Depois desta agitação, a pausa foi o mini-descanso nos sofás puffs da Cybermúsica, onde Nuno Rebelo, ex-líder dos Mler Ife Dada, munido só de uma guitarra eléctrica e de uma pedaleira, se fez valer de todas as tonalidades que as suas seis cordas, processadas por efeitos, cantavam, pisando os prados do jazz, sempre muito orientado para o experimentalismo das notas sucessivas quasi-aleatórias – ou não fossem os seus movimentos tão precisos quanto as suas intenções.
Laurel Halo, outra estreia na invicta, rumou ao norte depois de ter pisado o estrado, no dia anterior, na Galeria Zé dos Bois, ao lado de Deradoorian. Bem-humorada, a norte-americana começou a sua actuação a fazer piadas sobre o não-apocalipse, que deveria ter ocorrido naquele dia. Esse não-apocalipse reflectiu-se, em parte, na sua música: o seu mais recente EP, Hour Logic, começou a ser exposto a uma sala quase cheia, através dos seus sintetizadores e dos seus samplers, mas não encantou. O conceito não é inovador, apesar da sua óbvia qualidade, algumas arestas ainda precisam de ser oleadas. Talvez numa próxima oportunidade.
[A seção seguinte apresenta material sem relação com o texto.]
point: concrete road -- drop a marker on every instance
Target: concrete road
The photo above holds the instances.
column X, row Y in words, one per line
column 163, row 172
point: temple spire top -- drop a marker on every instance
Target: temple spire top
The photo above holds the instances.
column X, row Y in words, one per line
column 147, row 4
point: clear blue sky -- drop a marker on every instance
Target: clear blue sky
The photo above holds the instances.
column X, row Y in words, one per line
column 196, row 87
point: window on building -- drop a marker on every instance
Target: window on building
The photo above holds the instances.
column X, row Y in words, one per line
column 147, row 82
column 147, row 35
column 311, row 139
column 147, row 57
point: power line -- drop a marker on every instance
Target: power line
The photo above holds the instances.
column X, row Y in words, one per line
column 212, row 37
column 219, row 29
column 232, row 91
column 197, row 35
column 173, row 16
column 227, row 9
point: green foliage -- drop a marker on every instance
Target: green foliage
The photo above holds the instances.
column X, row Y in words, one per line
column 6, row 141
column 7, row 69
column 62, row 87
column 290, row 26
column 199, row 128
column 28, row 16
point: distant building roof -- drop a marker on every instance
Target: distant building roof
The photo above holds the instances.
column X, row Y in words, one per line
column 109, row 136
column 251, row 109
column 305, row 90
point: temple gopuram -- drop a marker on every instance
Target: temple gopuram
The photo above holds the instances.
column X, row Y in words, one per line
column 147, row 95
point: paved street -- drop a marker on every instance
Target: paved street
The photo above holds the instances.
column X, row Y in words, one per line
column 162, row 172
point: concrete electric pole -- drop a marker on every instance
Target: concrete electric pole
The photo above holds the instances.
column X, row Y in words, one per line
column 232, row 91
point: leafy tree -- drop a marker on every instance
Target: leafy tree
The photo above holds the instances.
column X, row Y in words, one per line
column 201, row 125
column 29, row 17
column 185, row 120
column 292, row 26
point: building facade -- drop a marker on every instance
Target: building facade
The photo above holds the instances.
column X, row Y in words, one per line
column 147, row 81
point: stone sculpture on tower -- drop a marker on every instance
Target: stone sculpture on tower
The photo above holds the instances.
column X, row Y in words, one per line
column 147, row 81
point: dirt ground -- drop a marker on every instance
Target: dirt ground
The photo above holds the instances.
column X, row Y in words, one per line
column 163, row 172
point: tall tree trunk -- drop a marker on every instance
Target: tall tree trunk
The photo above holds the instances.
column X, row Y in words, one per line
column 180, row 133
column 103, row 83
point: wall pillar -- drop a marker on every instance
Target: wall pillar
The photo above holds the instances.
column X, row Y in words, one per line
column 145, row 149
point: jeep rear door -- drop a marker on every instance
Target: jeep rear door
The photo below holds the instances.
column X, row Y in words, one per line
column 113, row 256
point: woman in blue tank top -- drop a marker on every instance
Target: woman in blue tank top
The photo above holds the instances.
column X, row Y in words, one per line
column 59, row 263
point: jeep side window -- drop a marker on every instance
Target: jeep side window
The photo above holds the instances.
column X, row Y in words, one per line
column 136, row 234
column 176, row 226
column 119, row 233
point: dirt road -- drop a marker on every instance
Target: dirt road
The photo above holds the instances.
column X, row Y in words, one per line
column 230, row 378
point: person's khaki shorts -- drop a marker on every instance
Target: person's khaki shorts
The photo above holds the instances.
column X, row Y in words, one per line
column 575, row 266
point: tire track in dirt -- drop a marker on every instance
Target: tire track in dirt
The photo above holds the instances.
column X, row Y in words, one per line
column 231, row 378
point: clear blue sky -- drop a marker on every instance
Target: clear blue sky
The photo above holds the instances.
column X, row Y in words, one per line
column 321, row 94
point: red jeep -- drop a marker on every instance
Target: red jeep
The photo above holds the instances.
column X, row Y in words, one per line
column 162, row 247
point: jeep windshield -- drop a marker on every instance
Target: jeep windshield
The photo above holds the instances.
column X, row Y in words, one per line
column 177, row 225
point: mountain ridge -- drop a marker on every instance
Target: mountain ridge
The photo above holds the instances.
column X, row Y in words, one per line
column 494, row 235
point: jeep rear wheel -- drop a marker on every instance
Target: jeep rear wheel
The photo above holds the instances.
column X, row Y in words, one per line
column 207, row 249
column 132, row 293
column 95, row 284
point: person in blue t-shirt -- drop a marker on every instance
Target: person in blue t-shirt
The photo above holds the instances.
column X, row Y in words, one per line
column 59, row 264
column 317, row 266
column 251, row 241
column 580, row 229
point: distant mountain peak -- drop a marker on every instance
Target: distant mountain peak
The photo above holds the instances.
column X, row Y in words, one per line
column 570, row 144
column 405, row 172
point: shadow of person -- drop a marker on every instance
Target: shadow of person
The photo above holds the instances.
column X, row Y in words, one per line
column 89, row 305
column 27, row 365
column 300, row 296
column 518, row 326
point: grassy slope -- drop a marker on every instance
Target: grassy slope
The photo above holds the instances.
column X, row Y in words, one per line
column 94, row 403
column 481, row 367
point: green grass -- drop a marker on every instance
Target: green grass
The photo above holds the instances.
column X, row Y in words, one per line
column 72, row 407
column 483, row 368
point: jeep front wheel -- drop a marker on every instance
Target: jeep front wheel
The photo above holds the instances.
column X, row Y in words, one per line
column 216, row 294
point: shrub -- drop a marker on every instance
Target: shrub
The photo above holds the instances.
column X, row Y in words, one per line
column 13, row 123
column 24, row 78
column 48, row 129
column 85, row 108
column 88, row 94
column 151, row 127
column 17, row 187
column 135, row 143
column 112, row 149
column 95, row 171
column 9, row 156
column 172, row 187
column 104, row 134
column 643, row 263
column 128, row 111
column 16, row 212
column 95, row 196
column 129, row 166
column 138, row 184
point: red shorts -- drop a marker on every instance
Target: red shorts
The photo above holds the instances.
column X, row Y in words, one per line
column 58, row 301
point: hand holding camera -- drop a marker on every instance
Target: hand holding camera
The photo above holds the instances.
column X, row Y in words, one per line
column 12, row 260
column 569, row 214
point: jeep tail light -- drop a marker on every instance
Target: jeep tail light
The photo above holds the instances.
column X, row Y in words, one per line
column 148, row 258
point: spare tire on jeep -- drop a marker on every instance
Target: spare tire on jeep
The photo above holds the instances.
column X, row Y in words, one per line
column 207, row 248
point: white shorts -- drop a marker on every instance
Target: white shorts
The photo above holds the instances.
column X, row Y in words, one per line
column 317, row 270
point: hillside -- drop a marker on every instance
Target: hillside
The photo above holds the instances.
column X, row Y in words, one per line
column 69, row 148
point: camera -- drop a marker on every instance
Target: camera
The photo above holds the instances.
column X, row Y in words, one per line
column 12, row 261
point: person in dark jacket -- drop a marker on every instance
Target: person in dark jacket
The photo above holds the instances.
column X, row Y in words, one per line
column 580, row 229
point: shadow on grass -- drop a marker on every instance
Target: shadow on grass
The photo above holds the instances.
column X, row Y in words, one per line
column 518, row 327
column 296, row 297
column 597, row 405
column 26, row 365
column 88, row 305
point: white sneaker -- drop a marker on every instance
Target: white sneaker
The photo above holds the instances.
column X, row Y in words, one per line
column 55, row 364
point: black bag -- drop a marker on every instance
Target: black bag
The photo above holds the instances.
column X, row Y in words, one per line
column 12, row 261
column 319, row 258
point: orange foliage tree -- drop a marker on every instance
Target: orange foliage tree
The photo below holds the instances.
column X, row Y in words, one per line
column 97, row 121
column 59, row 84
Mas, oportuna foi a vinda de Ariel Pink, numa altura em que estamos quase a festejar um ano desde o lançamento de Before Today, o primeiro registo do músico pela 4AD. Com cerca de 20 minutos de atraso, tempo em que nos foi servido uma espécie de soundcheck a acontecer à nossa frente, Ariel Rosenberg surge de turbante vermelho-alaranjado na cabeça, soquetes brancas, tamancos pretos e óculos a condizer, que não tirou durante todo o concerto. Se isto nos podia fazer torcer o nariz, com todos os rumores da ebriedade do Sr. Pink, a hora que se seguiu provou o contrário. Bem-disposto e entregue a um público absolutamente efusivo, o músico centrou-se, basicamente, no seu último registo, com temas como Hot Body Rub, Beverly Kills, Bright Lit Blue Skiesou Fright Night a provocarem o verdadeiro caos na Sala Suggia. Round And Round, também lá esteve, entoada a plenos pulmões, como hino de uma geração que encontrou em Pink a sua matriz identitária. A certa altura, não conseguíamos olhar para trás do espaço, dada a multidão que saltou das cadeiras, juntando-se ao pé do palco. Meninos e meninas em histeria a dançar, a cantar e a observar Ariel Pink, um puto que começou a gravar música em casa e que agora é um dos maiores génios da cena actual. Não queremos com isto extrapolar o valor de Pink – que o tem é inegável -, mas é impossível não vermos em Ariel uma pequena soma da música dos anos 80 (Roxy Music, The Cure, Talking Heads, entre muitos outros), quanto mais não seja nas linhas de baixo ou na qualidade profícua dos Haunted Graffiti, que ontem estiveram, mais uma vez, à altura do desafio. Acima de tudo, a música de Ariel Pink é feita com o tal retalho de memórias com olhos postos no futuro, unificando essas duas vertentes como ninguém o fizera até agora. Claro que, por tudo e sobretudo pelas condições a que teve acesso, Before Today, com o nome indica, é o disco da explosão, o seu trabalho mais unificante entre massas, com a tal ponte do contemporâneo e do lo-fi actual. E isso, aliado à sua capacidade como músico, justifica o que vimos ontem na Casa da Música: um dos concertos do ano.